Whether or not the insured might ever again suffer an illness that would have entitled him to sick benefits under the provisions of such a policy is a matter that of course cannot be determined with certainty; but such uncertainty does not render valueless the protection that those provisions afforded him. That element of damage, while in some degree necessarily speculative, is not to be rejected for that reason; it should be considered in the light of pertinent circumstances disclosed by the evidence, such as the insured's health and life expectancy. It is simply one of the factors illustrative of the impossibility of determining, precisely, the amount of money that will effect just compensation in such cases.
In the case at bar the trial judge charged the jury as to actual damages in the most general terms, suggesting no formula for measuring such damages. After his main charge he recalled the jury and charged, in addition, that if they should find that the plaintiff, after the cancellation of his policy, had been unable to obtain similar insurance elsewhere they could take that fact into consideration as an element of damage. No amplification of his charge appears to have been requested.

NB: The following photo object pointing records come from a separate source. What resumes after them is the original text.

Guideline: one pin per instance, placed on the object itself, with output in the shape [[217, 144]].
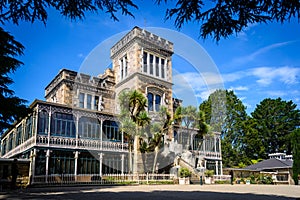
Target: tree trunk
[[155, 159], [135, 153]]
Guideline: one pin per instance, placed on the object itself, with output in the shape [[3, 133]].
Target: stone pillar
[[76, 163], [47, 164], [100, 164]]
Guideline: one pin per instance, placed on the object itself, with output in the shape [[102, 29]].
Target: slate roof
[[271, 163]]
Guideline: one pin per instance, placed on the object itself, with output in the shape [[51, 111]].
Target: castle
[[76, 130]]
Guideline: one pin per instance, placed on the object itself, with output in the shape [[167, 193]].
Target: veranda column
[[75, 167], [47, 164], [32, 165], [77, 130], [122, 163], [76, 161], [221, 168], [36, 121], [100, 164], [49, 126], [217, 168], [101, 132]]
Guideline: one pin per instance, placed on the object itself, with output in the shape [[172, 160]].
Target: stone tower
[[143, 61]]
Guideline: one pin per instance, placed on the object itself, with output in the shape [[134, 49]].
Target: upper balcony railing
[[64, 142]]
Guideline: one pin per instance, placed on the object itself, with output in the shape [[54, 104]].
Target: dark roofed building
[[271, 165]]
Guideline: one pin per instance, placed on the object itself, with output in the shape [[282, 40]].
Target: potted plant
[[208, 176], [184, 176]]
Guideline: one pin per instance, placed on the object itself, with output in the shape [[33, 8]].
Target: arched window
[[43, 122], [150, 101], [89, 128], [111, 131], [157, 102]]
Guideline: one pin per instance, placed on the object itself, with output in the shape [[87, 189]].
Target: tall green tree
[[252, 146], [158, 129], [11, 107], [133, 118], [295, 140], [226, 113], [192, 120], [276, 120]]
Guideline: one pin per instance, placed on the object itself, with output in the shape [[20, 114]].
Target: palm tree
[[133, 111], [159, 129]]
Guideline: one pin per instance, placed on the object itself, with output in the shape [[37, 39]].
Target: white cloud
[[266, 75], [239, 88], [254, 55], [276, 93]]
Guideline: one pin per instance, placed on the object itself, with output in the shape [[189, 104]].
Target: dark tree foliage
[[11, 107], [32, 10], [222, 18], [295, 140], [276, 119], [217, 18]]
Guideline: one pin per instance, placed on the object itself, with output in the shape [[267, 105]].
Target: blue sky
[[261, 62]]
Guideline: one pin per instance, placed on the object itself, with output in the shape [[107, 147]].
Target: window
[[157, 102], [28, 128], [157, 66], [81, 100], [123, 67], [89, 101], [145, 62], [63, 125], [89, 128], [19, 135], [150, 101], [96, 103], [151, 64], [4, 147], [111, 130], [154, 102], [43, 123], [162, 68], [10, 142]]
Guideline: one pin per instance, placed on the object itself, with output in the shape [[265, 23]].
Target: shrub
[[184, 172]]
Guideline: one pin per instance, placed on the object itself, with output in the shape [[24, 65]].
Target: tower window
[[162, 63], [89, 101], [157, 66], [157, 102], [145, 62], [123, 67], [150, 101]]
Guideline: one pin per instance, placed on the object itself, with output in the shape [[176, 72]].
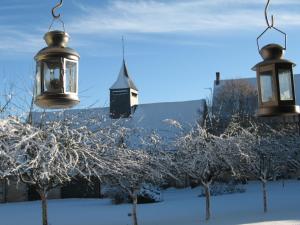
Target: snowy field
[[180, 207]]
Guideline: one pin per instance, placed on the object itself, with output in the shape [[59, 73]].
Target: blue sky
[[173, 47]]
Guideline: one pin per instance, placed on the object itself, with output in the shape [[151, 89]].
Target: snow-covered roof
[[124, 80], [154, 117]]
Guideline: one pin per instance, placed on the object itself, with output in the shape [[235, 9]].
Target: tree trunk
[[44, 208], [134, 206], [207, 201], [264, 183]]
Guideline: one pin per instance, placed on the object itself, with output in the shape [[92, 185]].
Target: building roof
[[153, 117], [124, 81]]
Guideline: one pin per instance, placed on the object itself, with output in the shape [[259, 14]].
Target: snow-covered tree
[[132, 162], [264, 152], [204, 157], [49, 156]]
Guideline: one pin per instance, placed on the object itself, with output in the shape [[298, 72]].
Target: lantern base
[[278, 111], [56, 101]]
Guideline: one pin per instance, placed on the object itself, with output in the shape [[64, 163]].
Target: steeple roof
[[124, 81]]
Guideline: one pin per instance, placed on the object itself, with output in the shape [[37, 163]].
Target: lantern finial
[[266, 16], [56, 7], [270, 26]]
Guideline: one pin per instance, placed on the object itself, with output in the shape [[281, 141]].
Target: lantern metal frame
[[57, 52], [271, 65]]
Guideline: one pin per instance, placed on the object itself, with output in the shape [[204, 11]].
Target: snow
[[180, 207], [148, 117]]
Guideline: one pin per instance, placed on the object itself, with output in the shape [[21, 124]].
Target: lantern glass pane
[[38, 84], [266, 88], [71, 76], [53, 82], [285, 84]]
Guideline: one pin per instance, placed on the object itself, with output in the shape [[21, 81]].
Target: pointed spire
[[124, 81]]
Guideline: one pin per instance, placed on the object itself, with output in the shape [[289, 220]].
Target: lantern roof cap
[[272, 51], [273, 61], [57, 42], [124, 81]]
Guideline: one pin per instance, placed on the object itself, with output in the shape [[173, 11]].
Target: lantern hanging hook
[[266, 16], [56, 7], [270, 26]]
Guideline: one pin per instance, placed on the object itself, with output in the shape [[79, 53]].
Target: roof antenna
[[123, 48]]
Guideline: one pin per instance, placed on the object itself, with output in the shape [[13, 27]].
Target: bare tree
[[264, 152], [48, 157], [205, 157], [233, 97]]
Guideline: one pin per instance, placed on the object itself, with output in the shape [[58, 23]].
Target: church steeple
[[123, 93], [124, 80]]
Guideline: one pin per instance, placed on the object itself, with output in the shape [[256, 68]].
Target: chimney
[[218, 76]]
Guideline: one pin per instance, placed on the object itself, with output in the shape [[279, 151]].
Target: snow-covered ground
[[180, 207]]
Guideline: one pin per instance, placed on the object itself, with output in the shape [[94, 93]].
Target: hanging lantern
[[275, 81], [56, 71]]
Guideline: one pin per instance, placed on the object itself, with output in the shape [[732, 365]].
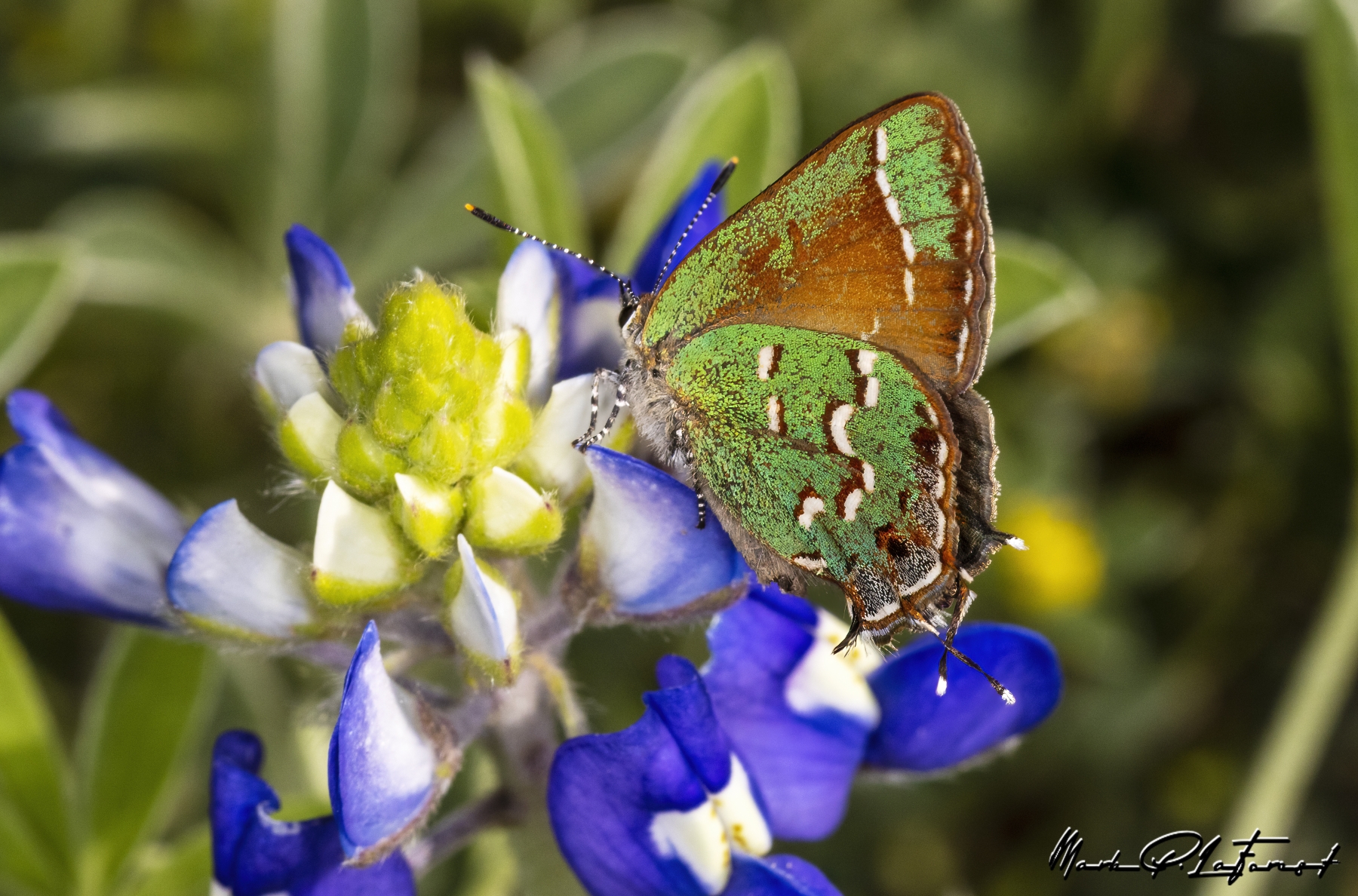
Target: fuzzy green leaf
[[1038, 291], [183, 868], [607, 83], [746, 106], [529, 156], [34, 846], [147, 706], [37, 278]]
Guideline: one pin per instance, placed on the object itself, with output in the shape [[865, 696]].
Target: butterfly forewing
[[880, 235]]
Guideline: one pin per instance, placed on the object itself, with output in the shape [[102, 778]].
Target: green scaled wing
[[830, 451], [880, 235]]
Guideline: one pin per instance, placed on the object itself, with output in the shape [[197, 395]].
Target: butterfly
[[811, 361]]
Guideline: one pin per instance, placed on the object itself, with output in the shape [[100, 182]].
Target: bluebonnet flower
[[254, 855], [570, 310], [229, 577], [807, 719], [665, 807], [767, 740], [643, 556], [76, 529], [322, 293], [386, 775]]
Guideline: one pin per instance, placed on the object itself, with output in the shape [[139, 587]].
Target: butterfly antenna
[[495, 222], [716, 188]]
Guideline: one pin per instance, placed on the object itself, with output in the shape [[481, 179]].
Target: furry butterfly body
[[811, 361]]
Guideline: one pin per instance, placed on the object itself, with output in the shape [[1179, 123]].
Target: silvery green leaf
[[38, 278], [746, 106]]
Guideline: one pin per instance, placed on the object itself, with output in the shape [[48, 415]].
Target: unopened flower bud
[[515, 360], [502, 429], [428, 512], [309, 434], [505, 514], [482, 615], [358, 553], [364, 465]]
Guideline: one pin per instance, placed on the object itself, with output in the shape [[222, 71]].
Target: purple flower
[[76, 529], [806, 719], [667, 807], [254, 855], [231, 578], [641, 551], [322, 293], [386, 774]]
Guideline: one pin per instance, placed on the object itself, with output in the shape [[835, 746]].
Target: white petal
[[549, 459], [740, 815], [530, 298], [356, 545], [828, 680], [484, 615], [699, 839]]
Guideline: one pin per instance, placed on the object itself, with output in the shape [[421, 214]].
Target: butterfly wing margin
[[882, 234]]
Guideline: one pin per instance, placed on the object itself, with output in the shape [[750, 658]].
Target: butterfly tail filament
[[712, 195]]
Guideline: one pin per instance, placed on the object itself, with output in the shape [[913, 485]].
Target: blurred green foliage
[[1166, 368]]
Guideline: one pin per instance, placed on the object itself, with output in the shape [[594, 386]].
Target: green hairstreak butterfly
[[813, 363]]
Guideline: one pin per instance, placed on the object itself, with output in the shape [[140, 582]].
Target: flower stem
[[1323, 672], [497, 808]]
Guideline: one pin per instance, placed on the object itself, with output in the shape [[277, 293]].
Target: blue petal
[[102, 482], [663, 241], [641, 548], [287, 371], [229, 573], [682, 702], [590, 305], [60, 553], [322, 295], [801, 765], [923, 732], [777, 876], [602, 796], [385, 777], [530, 298], [254, 855]]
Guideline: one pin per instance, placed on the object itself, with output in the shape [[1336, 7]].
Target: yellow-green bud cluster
[[435, 409]]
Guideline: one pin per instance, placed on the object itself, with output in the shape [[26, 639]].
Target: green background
[[1168, 373]]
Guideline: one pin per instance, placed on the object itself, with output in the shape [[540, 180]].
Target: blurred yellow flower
[[1064, 565]]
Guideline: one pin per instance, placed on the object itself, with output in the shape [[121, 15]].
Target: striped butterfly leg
[[1005, 694], [595, 434], [945, 638], [964, 597]]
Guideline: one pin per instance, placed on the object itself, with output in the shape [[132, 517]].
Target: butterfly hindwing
[[833, 453], [880, 235]]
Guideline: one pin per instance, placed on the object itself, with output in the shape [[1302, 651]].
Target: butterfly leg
[[693, 463], [964, 597], [594, 434], [957, 655]]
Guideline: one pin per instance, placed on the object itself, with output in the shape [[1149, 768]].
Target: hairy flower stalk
[[439, 455]]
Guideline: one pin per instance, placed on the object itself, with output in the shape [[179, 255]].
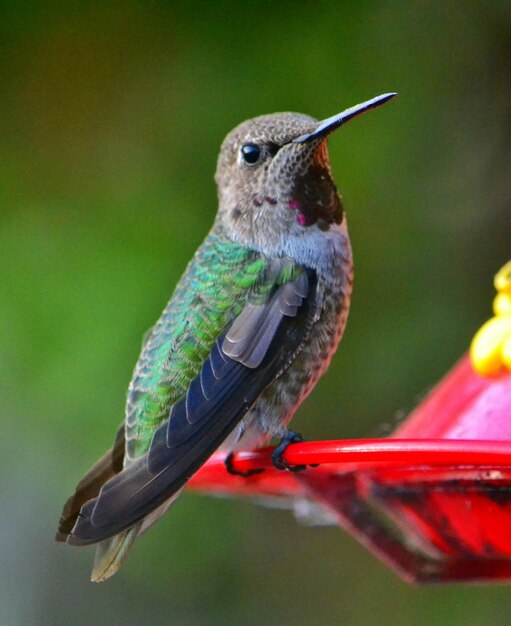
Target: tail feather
[[110, 554], [107, 466]]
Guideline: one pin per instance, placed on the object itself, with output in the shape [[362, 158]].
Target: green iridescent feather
[[215, 286]]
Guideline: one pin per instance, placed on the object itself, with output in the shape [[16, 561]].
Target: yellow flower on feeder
[[491, 347]]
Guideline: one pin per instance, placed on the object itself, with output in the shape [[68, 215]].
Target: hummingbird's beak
[[330, 124]]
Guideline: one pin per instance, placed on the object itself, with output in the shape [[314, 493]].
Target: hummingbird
[[251, 326]]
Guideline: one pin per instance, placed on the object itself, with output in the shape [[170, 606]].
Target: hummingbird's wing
[[250, 352]]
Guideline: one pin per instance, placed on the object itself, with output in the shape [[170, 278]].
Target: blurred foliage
[[112, 115]]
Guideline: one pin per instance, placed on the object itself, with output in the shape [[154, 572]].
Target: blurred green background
[[111, 118]]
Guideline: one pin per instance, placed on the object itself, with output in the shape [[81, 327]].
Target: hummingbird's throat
[[314, 198]]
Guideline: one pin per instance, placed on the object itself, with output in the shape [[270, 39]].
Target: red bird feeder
[[433, 501]]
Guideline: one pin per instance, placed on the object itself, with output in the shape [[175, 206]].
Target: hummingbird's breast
[[333, 265]]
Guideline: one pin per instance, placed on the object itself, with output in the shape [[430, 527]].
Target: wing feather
[[228, 383]]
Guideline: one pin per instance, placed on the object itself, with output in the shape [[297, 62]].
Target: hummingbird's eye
[[250, 153]]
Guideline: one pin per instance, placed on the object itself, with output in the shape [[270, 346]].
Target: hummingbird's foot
[[276, 456], [230, 468]]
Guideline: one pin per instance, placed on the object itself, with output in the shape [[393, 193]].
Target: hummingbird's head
[[274, 179]]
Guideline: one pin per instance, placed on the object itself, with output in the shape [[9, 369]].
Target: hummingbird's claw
[[276, 456], [230, 468]]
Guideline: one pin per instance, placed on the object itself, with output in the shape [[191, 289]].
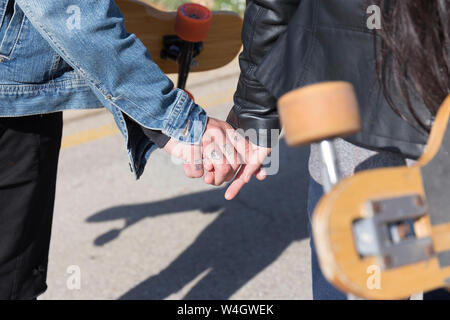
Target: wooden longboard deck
[[347, 202], [150, 25]]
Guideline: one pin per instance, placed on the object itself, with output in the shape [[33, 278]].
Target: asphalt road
[[169, 237]]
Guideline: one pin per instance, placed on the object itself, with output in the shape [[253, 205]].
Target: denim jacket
[[66, 54]]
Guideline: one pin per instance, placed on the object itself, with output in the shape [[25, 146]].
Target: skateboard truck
[[191, 27], [388, 232]]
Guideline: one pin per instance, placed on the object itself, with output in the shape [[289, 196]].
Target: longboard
[[151, 24], [382, 233]]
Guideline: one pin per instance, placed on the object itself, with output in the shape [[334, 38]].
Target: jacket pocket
[[10, 28]]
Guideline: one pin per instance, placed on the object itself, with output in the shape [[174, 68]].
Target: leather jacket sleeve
[[254, 107]]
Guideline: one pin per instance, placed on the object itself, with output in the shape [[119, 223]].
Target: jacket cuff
[[187, 121]]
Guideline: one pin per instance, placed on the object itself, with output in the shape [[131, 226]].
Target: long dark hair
[[414, 51]]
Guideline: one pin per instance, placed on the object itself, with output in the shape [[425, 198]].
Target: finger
[[240, 144], [193, 170], [249, 170], [261, 174], [193, 166], [237, 184], [208, 165], [209, 178], [221, 169]]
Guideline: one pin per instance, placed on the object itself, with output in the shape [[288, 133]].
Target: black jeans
[[29, 150]]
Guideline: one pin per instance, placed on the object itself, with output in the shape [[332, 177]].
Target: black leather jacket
[[292, 43]]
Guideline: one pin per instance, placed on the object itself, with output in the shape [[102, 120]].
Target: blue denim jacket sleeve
[[118, 68]]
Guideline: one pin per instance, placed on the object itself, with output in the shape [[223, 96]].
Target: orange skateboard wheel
[[319, 112], [193, 22]]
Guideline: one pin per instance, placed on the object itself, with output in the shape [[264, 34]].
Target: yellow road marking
[[89, 135], [111, 129]]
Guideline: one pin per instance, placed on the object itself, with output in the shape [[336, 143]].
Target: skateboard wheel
[[318, 112], [192, 22]]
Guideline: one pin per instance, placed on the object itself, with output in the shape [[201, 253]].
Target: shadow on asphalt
[[249, 234]]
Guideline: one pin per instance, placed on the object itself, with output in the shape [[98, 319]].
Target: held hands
[[223, 155]]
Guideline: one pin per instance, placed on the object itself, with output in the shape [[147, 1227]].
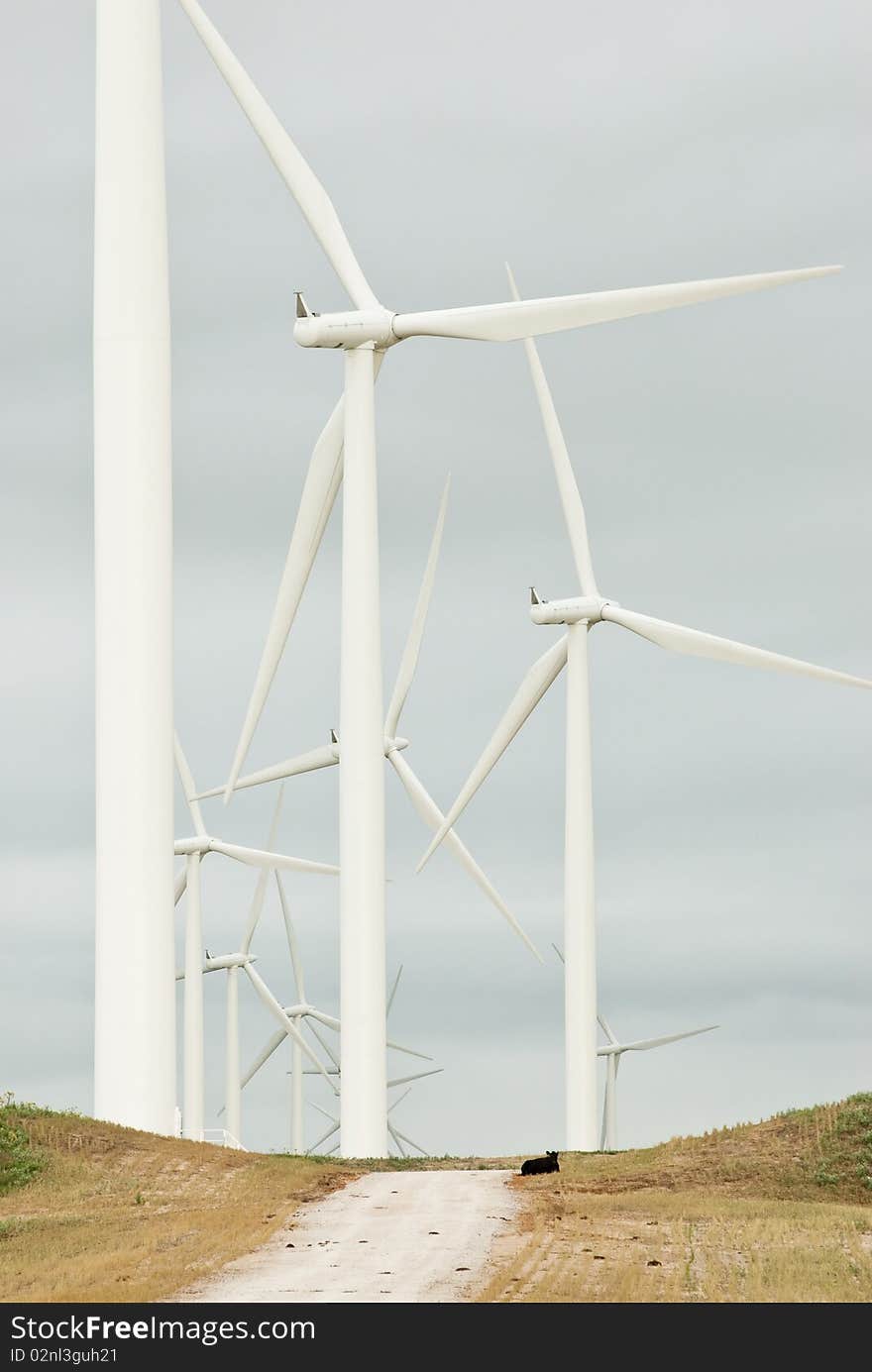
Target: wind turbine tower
[[135, 1016]]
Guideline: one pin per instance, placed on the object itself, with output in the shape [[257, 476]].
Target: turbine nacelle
[[568, 611], [348, 328]]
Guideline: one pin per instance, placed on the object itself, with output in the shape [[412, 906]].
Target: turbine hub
[[569, 611], [394, 745], [349, 328]]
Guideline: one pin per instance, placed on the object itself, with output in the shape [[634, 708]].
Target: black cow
[[533, 1166]]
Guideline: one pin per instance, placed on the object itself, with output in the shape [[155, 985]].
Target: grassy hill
[[773, 1212], [779, 1211]]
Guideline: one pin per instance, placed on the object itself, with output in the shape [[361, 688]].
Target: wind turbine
[[194, 850], [135, 1008], [580, 615], [391, 1128], [612, 1051], [231, 963], [305, 1014], [393, 747], [346, 452]]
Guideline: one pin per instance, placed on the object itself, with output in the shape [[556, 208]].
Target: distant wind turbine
[[580, 615], [612, 1051], [346, 452], [194, 851], [393, 745]]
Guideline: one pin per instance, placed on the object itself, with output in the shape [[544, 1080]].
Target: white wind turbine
[[612, 1051], [393, 747], [302, 1012], [194, 850], [580, 615], [231, 963], [398, 1137], [346, 452]]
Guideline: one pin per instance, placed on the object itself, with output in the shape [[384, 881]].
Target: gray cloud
[[722, 460]]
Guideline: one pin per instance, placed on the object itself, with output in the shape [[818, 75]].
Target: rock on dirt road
[[387, 1236]]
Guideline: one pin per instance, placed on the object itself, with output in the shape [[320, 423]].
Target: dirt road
[[387, 1236]]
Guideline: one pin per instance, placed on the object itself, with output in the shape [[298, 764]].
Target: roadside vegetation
[[779, 1211], [93, 1212], [773, 1212]]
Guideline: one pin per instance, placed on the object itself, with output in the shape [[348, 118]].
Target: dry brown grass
[[124, 1215], [778, 1212]]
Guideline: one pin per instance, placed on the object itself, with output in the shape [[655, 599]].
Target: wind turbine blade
[[316, 758], [395, 1137], [324, 1046], [568, 485], [411, 1052], [290, 1028], [334, 1023], [695, 644], [405, 1139], [411, 652], [393, 991], [267, 1051], [291, 166], [291, 940], [316, 502], [416, 1076], [324, 1018], [644, 1044], [326, 1112], [257, 858], [520, 706], [399, 1100], [260, 890], [527, 319], [188, 787], [433, 816]]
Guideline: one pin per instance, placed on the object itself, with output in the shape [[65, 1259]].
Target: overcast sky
[[721, 452]]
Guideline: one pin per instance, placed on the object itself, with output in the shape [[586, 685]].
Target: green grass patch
[[20, 1161]]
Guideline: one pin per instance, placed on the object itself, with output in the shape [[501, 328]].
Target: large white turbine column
[[135, 1015], [298, 1124], [422, 801], [356, 331], [362, 783], [232, 1084], [192, 1111], [579, 907], [230, 963]]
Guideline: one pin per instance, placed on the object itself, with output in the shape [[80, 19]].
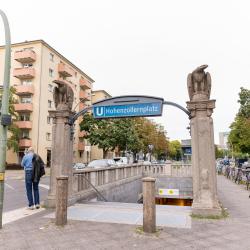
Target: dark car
[[102, 163]]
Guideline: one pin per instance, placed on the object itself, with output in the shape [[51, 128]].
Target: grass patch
[[224, 214]]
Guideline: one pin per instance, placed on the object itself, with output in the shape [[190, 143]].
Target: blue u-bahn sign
[[128, 106]]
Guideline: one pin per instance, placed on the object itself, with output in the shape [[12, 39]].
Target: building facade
[[35, 66]]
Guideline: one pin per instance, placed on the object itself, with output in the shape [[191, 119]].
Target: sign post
[[128, 106]]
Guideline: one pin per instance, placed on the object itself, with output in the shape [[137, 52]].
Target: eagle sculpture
[[63, 94], [199, 84]]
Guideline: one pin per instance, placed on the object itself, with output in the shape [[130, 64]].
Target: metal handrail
[[93, 187]]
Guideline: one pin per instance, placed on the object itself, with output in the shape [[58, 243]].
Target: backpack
[[38, 169]]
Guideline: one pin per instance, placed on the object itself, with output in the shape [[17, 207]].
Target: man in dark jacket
[[34, 169]]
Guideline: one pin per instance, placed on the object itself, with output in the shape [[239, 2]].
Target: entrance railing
[[84, 180]]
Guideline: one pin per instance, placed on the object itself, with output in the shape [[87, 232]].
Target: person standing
[[34, 169]]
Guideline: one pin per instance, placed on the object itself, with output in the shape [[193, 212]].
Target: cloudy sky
[[147, 47]]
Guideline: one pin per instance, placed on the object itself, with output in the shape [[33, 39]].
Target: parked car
[[79, 166], [102, 163], [121, 160]]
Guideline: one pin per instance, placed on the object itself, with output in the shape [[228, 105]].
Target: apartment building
[[97, 153], [35, 65]]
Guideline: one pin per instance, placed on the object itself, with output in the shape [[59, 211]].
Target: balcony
[[84, 84], [25, 56], [24, 124], [81, 146], [25, 143], [60, 80], [24, 89], [82, 133], [24, 73], [83, 95], [20, 107], [65, 70], [82, 106]]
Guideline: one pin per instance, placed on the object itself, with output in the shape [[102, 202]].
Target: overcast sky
[[147, 47]]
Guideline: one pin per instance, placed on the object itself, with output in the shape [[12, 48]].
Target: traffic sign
[[128, 106]]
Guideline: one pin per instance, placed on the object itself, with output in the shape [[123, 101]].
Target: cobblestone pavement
[[38, 232]]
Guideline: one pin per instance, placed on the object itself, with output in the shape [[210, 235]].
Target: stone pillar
[[61, 200], [149, 212], [205, 200], [61, 153]]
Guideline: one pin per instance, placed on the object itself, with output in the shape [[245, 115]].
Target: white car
[[102, 163], [121, 160]]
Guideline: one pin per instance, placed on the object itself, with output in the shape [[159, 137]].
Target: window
[[26, 82], [48, 136], [24, 117], [26, 99], [51, 57], [24, 134], [49, 120], [27, 65], [49, 104], [51, 72], [50, 87], [80, 154]]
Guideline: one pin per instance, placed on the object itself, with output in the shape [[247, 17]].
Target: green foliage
[[175, 150], [239, 137], [126, 134]]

It is apparent that the verdict for actual damages, $291.20, is exactly equal in amount to the sum of the weekly premiums paid by respondent during the eight years throughout which the policy had been in force prior to its cancellation. The exception under consideration does not complain of error in the trial judge's charge; it does not suggest that the verdict for actual damages was improper because contrary to the law as charged (cf. Hutcherson v. Pilgrim Health & Life Ins. Co., 227 S.C. 239, 87 S.E. (2d) 685); it does not suggest that the amount of the verdict is so excessive *52 as to indicate passion, prejudice or other corrupt motive on the part of the jury; it assigns no ground for its assertion that there was "insufficient evidence to support" the verdict. In our opinion it is without merit, and it is therefore overruled.
Affirmed.
STUKES, C.J., and TAYLOR, OXNER and MOSS, JJ., concur.